By The Associated Press on May 09, 2014 at 5:22 PM, updated May 09, 2014 at 5:24 PM
SPRAGUE RIVER — “Here’s one!” shouted Steve Sheehy, pointing to the ground near a barbed wire fence in the Sprague River Valley.
“The questions is, ‘How many flies have emerged?’ ” Victoria Tenbrink called back.
Tenbrink, the Klamath Lake Land Trust conservation manager, and Sheehy, a lichenologist, are searching for the cache of woody gall fly pods they dropped at the 316-acre KLLT property in March.
The bulbous pods, which develop after a female gall fly lays eggs on a thistle stem, contain matured flies that will prey on Canada thistle. About 100 gall pods were scattered at the property earlier this spring. Now, Tenbrink is adding stem-mining weevils as another method to biologically control invasive Canada thistle.
“We prefer a combination of those two control agents together,” said Eric Coombs, an entomologist for the Oregon Department of Agriculture.

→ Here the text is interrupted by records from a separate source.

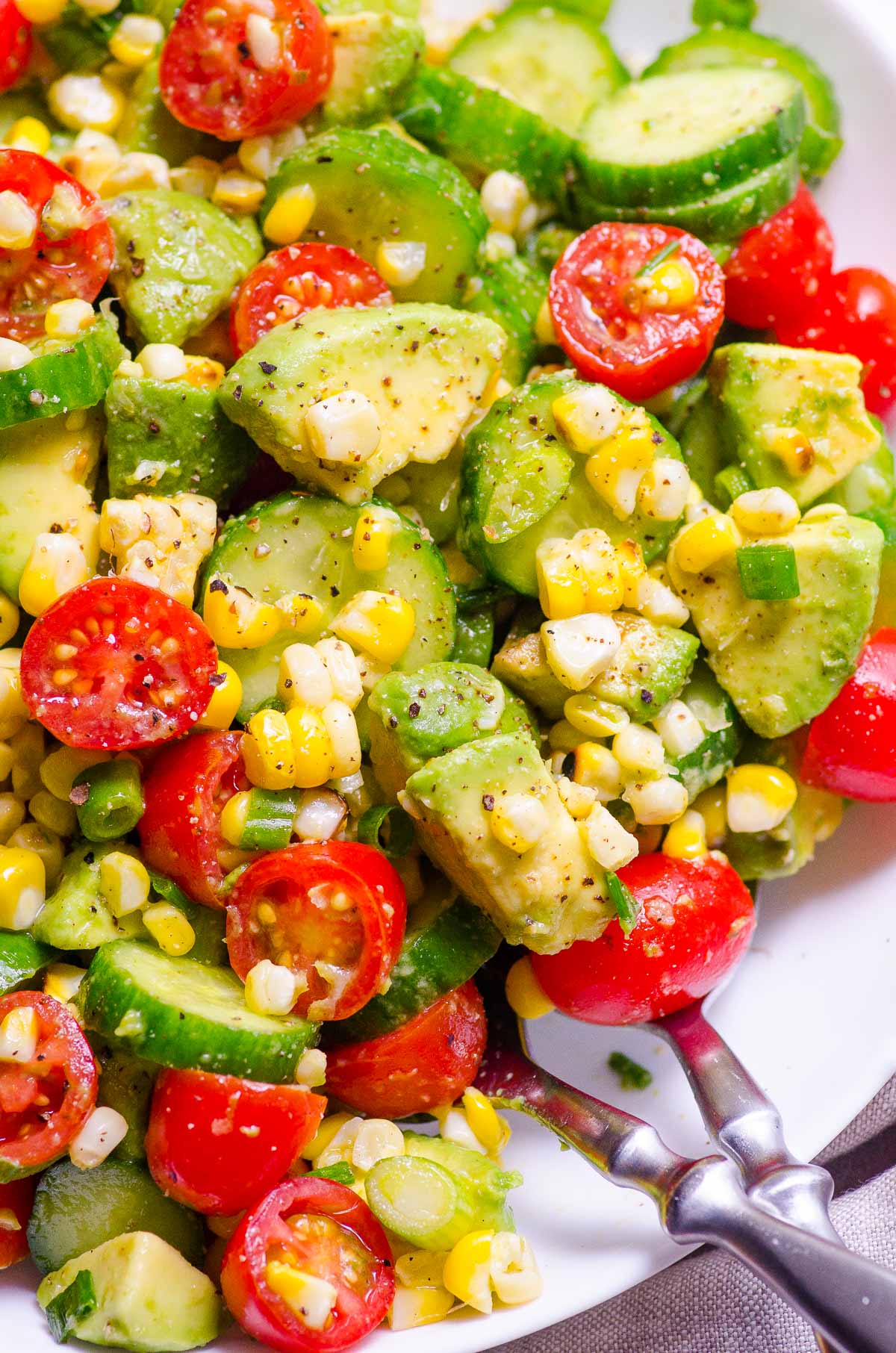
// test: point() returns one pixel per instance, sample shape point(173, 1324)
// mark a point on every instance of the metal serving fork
point(735, 1201)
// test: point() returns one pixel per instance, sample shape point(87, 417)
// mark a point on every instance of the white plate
point(814, 1008)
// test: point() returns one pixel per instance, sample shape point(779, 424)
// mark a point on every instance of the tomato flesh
point(428, 1061)
point(296, 279)
point(335, 914)
point(696, 921)
point(114, 665)
point(617, 333)
point(320, 1228)
point(211, 78)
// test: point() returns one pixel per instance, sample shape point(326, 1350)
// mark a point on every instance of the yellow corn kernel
point(290, 214)
point(686, 838)
point(225, 701)
point(379, 624)
point(467, 1272)
point(524, 992)
point(706, 543)
point(268, 751)
point(169, 928)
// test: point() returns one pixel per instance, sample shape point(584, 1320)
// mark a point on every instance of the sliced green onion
point(768, 573)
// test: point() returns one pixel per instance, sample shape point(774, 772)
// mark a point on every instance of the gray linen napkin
point(708, 1303)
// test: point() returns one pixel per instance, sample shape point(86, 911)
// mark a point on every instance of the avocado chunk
point(792, 417)
point(423, 367)
point(178, 258)
point(48, 470)
point(546, 899)
point(167, 438)
point(649, 670)
point(426, 713)
point(149, 1299)
point(783, 662)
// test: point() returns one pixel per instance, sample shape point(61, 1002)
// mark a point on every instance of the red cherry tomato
point(43, 1101)
point(233, 72)
point(15, 43)
point(619, 332)
point(55, 266)
point(428, 1061)
point(780, 266)
point(217, 1142)
point(184, 791)
point(324, 1229)
point(852, 746)
point(140, 674)
point(296, 279)
point(853, 311)
point(694, 924)
point(339, 904)
point(16, 1198)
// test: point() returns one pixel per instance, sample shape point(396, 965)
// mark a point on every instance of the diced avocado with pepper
point(792, 417)
point(178, 260)
point(426, 713)
point(783, 662)
point(424, 368)
point(546, 899)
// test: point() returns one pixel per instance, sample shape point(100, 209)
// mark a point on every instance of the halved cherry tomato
point(296, 279)
point(779, 267)
point(184, 791)
point(428, 1061)
point(236, 71)
point(136, 666)
point(320, 1228)
point(852, 747)
point(696, 921)
point(853, 311)
point(43, 1101)
point(335, 914)
point(57, 264)
point(217, 1142)
point(619, 325)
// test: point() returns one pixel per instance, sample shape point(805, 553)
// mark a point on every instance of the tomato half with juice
point(69, 255)
point(636, 306)
point(115, 665)
point(45, 1098)
point(428, 1061)
point(332, 912)
point(234, 69)
point(696, 921)
point(296, 279)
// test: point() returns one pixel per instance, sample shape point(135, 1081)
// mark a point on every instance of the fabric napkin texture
point(708, 1303)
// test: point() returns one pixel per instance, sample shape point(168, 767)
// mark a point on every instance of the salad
point(447, 521)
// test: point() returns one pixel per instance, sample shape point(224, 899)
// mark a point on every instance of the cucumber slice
point(677, 137)
point(521, 486)
point(178, 1013)
point(446, 945)
point(311, 551)
point(374, 187)
point(547, 58)
point(729, 46)
point(64, 374)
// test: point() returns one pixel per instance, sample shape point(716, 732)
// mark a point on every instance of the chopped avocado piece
point(178, 258)
point(426, 713)
point(423, 367)
point(48, 470)
point(783, 662)
point(149, 1298)
point(792, 417)
point(546, 899)
point(650, 669)
point(167, 438)
point(374, 56)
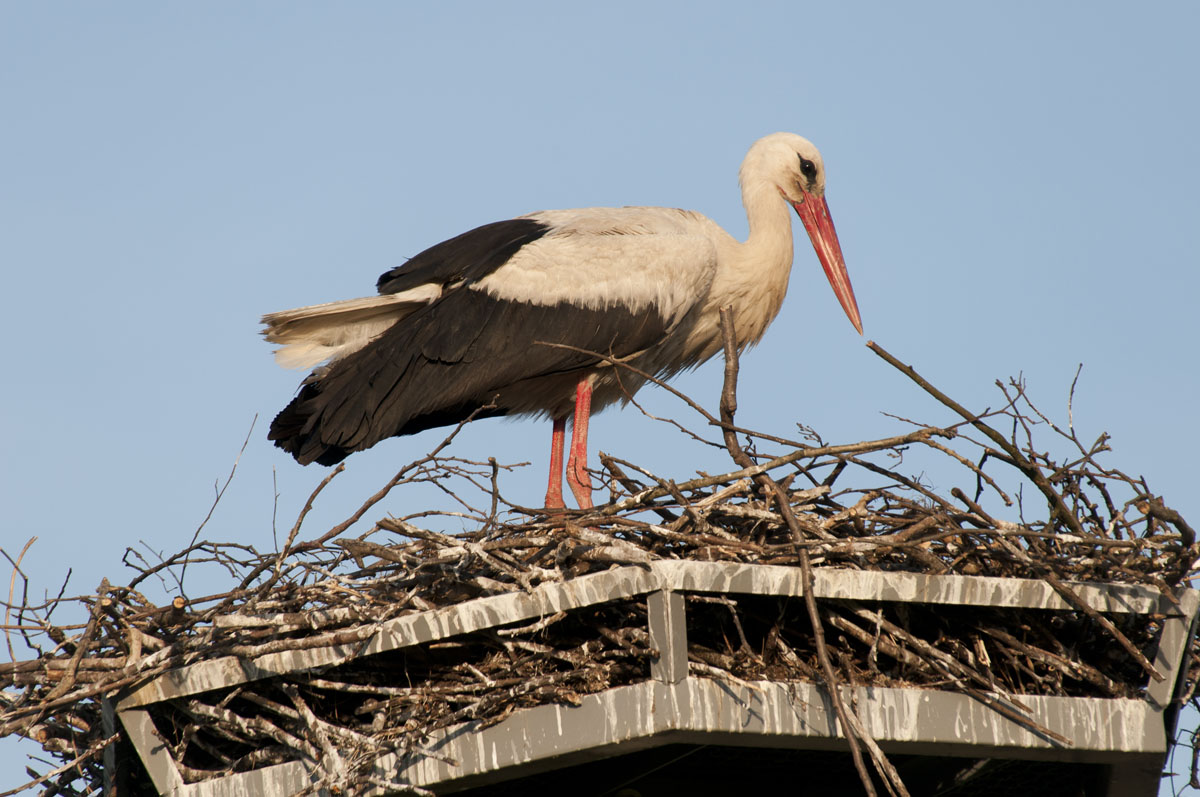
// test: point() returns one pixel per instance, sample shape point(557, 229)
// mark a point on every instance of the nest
point(802, 505)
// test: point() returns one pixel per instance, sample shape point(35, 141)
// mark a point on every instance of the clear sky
point(1014, 185)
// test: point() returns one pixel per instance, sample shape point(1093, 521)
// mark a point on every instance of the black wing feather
point(468, 257)
point(445, 361)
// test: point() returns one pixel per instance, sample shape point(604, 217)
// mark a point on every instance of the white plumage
point(469, 325)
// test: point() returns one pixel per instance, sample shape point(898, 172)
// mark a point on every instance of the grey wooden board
point(634, 581)
point(772, 714)
point(675, 707)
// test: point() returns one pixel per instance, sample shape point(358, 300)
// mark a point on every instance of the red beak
point(815, 214)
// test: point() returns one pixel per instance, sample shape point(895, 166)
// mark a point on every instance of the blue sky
point(1014, 186)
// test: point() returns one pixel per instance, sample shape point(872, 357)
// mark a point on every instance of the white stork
point(492, 322)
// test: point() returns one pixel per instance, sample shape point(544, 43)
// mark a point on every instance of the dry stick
point(90, 753)
point(1063, 591)
point(755, 471)
point(12, 586)
point(729, 407)
point(1057, 508)
point(1035, 474)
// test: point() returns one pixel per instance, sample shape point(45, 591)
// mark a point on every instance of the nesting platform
point(682, 720)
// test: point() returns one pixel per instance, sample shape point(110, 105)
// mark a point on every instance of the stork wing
point(501, 334)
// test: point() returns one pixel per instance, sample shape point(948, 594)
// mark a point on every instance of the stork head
point(793, 166)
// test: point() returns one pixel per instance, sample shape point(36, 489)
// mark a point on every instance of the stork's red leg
point(577, 462)
point(555, 490)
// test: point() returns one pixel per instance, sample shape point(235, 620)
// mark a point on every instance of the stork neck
point(769, 244)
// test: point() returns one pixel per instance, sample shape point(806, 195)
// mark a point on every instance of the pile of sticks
point(801, 505)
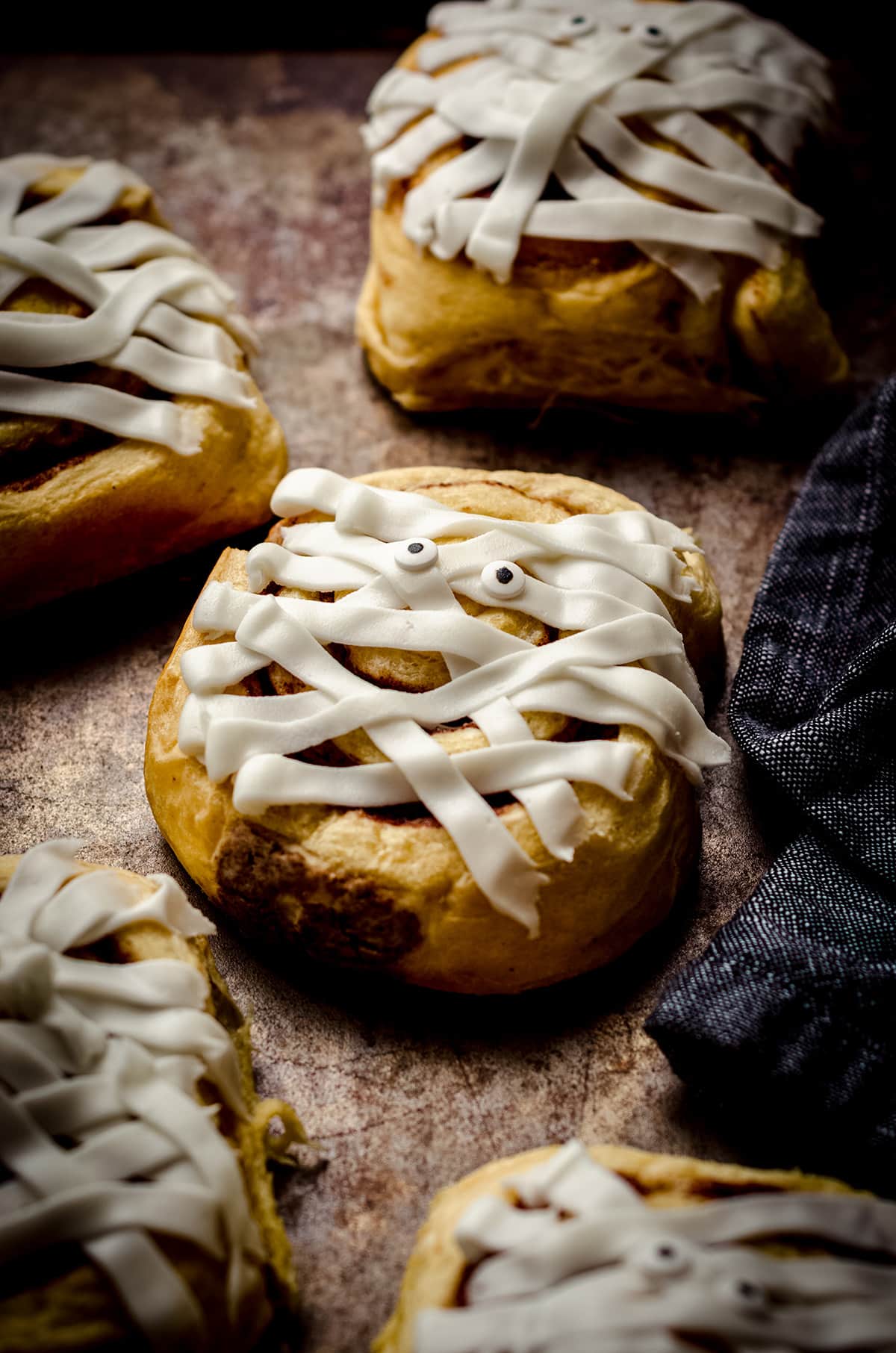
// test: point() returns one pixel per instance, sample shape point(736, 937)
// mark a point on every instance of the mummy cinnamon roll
point(136, 1206)
point(130, 429)
point(566, 1251)
point(596, 202)
point(443, 723)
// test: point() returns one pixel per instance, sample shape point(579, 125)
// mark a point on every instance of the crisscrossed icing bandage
point(586, 1264)
point(106, 1058)
point(155, 310)
point(591, 576)
point(567, 95)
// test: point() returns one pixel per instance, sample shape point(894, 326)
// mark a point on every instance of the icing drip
point(543, 84)
point(592, 576)
point(156, 310)
point(592, 1266)
point(106, 1058)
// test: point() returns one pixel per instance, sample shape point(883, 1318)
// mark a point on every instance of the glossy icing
point(591, 574)
point(101, 1131)
point(585, 1264)
point(547, 93)
point(155, 310)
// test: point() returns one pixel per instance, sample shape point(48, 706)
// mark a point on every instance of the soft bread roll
point(439, 1271)
point(80, 506)
point(386, 888)
point(56, 1298)
point(592, 318)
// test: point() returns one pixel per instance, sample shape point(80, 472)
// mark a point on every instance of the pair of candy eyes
point(668, 1259)
point(578, 25)
point(501, 578)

Before releasing the 50 minuscule stem-mining weevils Tenbrink ordered from the ODA, she cautiously peeked inside their cylindrical shipping container.
“They look like they are in really good condition. We have high hopes,” Tenbrink said. “If they take, they’ll move out and help the whole Sprague valley.”
In January, the Klamath County commissioners approved the noxious weed list for 2014, which classifies Canada thistle as a “B list” noxious weed in Klamath County. Fifteen plants are on the B list, indicating a species is abundant in the county, but may have limited distribution.
According to Todd Pfeiffer, Klamath County vegetation manager, Canada thistle has been established in the county for years.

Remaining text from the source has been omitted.